A cancer registrar is a data management specialist who collects, codes, and maintains detailed records on every cancer case diagnosed or treated at a hospital or within a defined population. These professionals track each patient’s cancer history from initial diagnosis through treatment and outcomes, creating a permanent record that feeds into local, state, and national cancer databases. Their work forms the backbone of cancer surveillance in the United States.
What Cancer Registrars Actually Do
The core of the job is abstracting. A registrar reviews a patient’s medical records, pathology reports, surgical notes, and imaging results, then distills all of that into a structured summary of the cancer case. This summary captures demographics, the primary tumor site, how the cells look under a microscope (histology), how far the cancer has spread at diagnosis (stage), and what treatments the patient received first. Each of these data points gets translated into standardized codes so the information is consistent across every hospital and registry in the country.
Abstracting is time-intensive.

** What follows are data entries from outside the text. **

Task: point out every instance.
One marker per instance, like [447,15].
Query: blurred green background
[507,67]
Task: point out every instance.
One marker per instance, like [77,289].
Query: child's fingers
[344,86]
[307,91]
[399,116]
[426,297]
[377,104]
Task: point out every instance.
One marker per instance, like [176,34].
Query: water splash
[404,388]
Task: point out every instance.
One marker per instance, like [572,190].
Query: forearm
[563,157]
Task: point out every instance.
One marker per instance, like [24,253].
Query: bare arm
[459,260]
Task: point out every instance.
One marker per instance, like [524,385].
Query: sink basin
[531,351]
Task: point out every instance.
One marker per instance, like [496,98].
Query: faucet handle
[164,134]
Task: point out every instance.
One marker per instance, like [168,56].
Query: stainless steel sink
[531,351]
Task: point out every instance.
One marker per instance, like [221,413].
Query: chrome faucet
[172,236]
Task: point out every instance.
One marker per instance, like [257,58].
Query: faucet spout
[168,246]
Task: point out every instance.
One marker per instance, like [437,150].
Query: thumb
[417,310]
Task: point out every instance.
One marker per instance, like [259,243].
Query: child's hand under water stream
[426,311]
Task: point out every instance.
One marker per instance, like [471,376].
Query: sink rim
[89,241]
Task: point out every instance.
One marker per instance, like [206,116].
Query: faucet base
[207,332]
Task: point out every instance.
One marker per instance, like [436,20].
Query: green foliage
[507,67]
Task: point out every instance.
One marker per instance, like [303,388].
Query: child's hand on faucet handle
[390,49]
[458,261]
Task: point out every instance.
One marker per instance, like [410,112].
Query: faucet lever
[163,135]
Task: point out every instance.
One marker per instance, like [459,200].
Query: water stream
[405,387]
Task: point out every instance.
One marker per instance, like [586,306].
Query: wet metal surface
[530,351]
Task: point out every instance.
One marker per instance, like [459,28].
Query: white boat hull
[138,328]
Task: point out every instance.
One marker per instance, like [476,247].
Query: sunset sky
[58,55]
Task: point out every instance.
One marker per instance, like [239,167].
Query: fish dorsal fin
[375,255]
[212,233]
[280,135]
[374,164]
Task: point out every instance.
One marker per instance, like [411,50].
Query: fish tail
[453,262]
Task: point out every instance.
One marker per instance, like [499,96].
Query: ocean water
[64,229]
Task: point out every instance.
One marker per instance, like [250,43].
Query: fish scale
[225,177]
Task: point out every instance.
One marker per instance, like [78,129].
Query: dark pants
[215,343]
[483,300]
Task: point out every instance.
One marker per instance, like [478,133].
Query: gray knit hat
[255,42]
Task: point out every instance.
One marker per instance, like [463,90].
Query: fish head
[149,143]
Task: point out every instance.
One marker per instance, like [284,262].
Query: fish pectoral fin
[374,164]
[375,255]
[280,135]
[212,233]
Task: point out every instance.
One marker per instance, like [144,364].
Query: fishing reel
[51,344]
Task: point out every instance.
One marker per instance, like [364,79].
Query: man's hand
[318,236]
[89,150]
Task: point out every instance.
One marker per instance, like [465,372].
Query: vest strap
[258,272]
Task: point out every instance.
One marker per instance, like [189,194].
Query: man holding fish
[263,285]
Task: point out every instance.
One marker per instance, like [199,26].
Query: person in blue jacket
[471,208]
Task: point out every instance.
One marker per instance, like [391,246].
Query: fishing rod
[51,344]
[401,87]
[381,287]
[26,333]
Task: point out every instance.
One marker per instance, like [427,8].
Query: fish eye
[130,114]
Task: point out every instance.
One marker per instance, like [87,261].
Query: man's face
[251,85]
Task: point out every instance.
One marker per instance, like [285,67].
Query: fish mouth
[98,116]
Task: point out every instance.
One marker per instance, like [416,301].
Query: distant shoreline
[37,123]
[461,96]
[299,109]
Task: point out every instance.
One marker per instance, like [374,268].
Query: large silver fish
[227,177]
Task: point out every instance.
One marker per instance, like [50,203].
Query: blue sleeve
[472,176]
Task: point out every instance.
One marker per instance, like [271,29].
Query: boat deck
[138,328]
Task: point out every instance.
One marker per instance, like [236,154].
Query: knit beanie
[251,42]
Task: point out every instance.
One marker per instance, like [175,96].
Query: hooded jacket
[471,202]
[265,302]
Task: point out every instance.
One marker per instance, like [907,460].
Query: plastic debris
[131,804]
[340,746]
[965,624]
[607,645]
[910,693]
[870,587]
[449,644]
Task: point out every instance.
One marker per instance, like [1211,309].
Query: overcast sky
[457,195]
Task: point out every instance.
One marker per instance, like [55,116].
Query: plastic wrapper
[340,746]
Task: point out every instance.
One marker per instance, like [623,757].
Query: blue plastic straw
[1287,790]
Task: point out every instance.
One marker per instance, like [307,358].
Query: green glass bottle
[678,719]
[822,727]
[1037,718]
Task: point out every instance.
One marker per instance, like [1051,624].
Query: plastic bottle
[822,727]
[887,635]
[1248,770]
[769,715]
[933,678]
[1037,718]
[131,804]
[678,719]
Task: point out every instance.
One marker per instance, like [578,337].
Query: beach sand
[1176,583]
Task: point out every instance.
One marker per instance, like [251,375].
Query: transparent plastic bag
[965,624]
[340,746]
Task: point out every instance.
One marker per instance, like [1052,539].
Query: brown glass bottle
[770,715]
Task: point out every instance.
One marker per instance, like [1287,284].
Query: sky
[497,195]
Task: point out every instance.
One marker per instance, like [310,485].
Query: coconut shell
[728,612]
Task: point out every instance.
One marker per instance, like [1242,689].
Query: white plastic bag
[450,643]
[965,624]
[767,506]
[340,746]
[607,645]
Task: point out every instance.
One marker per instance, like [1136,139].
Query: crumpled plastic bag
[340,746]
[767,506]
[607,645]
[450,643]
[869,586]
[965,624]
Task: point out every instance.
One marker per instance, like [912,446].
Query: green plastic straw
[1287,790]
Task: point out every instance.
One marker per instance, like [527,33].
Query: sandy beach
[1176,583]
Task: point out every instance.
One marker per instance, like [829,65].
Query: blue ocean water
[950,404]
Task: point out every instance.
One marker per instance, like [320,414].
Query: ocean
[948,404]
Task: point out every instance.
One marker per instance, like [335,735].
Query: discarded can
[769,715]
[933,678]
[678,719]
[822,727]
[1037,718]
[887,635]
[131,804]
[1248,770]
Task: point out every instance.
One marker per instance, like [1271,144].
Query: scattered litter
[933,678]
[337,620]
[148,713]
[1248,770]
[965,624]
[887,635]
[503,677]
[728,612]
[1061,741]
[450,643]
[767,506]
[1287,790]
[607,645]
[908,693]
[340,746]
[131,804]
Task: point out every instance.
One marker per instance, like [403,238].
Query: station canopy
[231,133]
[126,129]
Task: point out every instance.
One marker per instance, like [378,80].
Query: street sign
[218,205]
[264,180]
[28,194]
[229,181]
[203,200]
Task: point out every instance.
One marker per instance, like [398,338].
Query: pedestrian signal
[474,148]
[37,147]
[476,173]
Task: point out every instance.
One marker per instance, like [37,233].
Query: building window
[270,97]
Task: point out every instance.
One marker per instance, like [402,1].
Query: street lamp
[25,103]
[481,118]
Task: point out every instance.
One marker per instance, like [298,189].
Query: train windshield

A straightforward case takes about an hour, while complex cases with multiple tumors or unusual treatment paths can take two and a half hours. Registrars who primarily abstract spend an average of nearly seven hours per day on this task alone. Beyond abstracting, registrars also perform casefinding (identifying all reportable cancers within a facility, roughly 3.5 hours per day for those assigned to it) and patient follow-up (contacting patients or reviewing records to update outcomes, about 2.4 hours per day).
The data registrars collect flows into two major national programs: the CDC’s National Program of Cancer Registries (NPCR) and the National Cancer Institute’s Surveillance, Epidemiology, and End Results (SEER) program. Together, these cover the entire U.S. population and provide the numbers behind cancer statistics you see in public health reports.
Why This Data Matters
Cancer registry data is the census of cancer in the United States. Public health agencies use it to monitor how many new cases arise each year, spot geographic or demographic patterns, and measure whether prevention efforts are working. When researchers report that a certain cancer is increasing in younger adults or that survival rates for a specific type have improved over a decade, those findings almost always trace back to data that registrars collected and coded.
The practical applications are broad. State health departments use registry data to decide where to direct screening programs and funding. Researchers link registry records with Medicare claims data to study treatment patterns and the cost of cancer care. Combined data from NPCR and SEER registries provide large enough case numbers to study rare cancers, specific cell types, and regional differences that would be invisible in smaller datasets. Cancer control planning at every level, from a single hospital to a national strategy, is a data-driven process that depends on the quality of what registrars produce.
Legal Requirements and Privacy
Cancer reporting is not optional. Every U.S. state has laws requiring hospitals and other healthcare facilities to report cancer cases to a central state registry. Federal privacy rules under HIPAA specifically permit healthcare providers to share protected health information with public health authorities for disease surveillance without patient authorization. Registrars work within this legal framework, and facilities are expected to limit disclosures to the minimum information necessary for the public health purpose. In practice, registries develop standard protocols defining exactly what data elements get reported for each case.
How to Become a Cancer Registrar
There are three main educational paths recognized by the National Cancer Registrars Association (NCRA). The first is earning an associate degree in cancer registry management from an NCRA-accredited program. The second is completing 60 hours of college-level coursework and then earning a certificate in cancer registry management. The third route requires an associate degree or 60 college credit hours (including six credits in human anatomy and physiology), combined with on-the-job training in a cancer registry setting.
Coursework across all routes covers cancer biology and its management, medical terminology, anatomy and physiology, biostatistics, epidemiology, data abstracting, and database management. After completing an educational pathway, registrars can sit for a national certification exam through the NCRA to earn the Oncology Data Specialist (ODS) credential, which was recently renamed from the earlier Certified Tumor Registrar (CTR) designation.
Work Environment and Remote Options
Cancer registrars work in hospitals, state health departments, cancer treatment centers, and consulting firms. One of the most significant shifts in recent years has been the move to remote work. Before the COVID-19 pandemic, about 35% of registrars worked remotely most of the time. That jumped to 82% during the pandemic and has settled at roughly 75% in the post-pandemic period. Because the work is primarily computer-based (reviewing electronic medical records, entering coded data into registry software), it translates well to a home office.
About half of cancer registries set formal productivity standards for their staff, with another quarter applying standards to some positions. These benchmarks help facilities determine how many registrars they need to meet state-mandated case completion deadlines. Registrars typically use specialized software platforms to submit coded case data to their state’s central registry, where files must pass a standardized set of quality edits before they’re accepted.
Salary and Job Growth
The Bureau of Labor Statistics groups cancer registrars with health information technologists and medical registrars. The median annual pay for this category was $67,310 as of May 2024. Employment in the field is projected to grow 15% from 2024 to 2034, which the BLS categorizes as “much faster than average.” The demand reflects both the aging population (more cancer diagnoses to document) and the growing emphasis on data-driven healthcare and population health surveillance.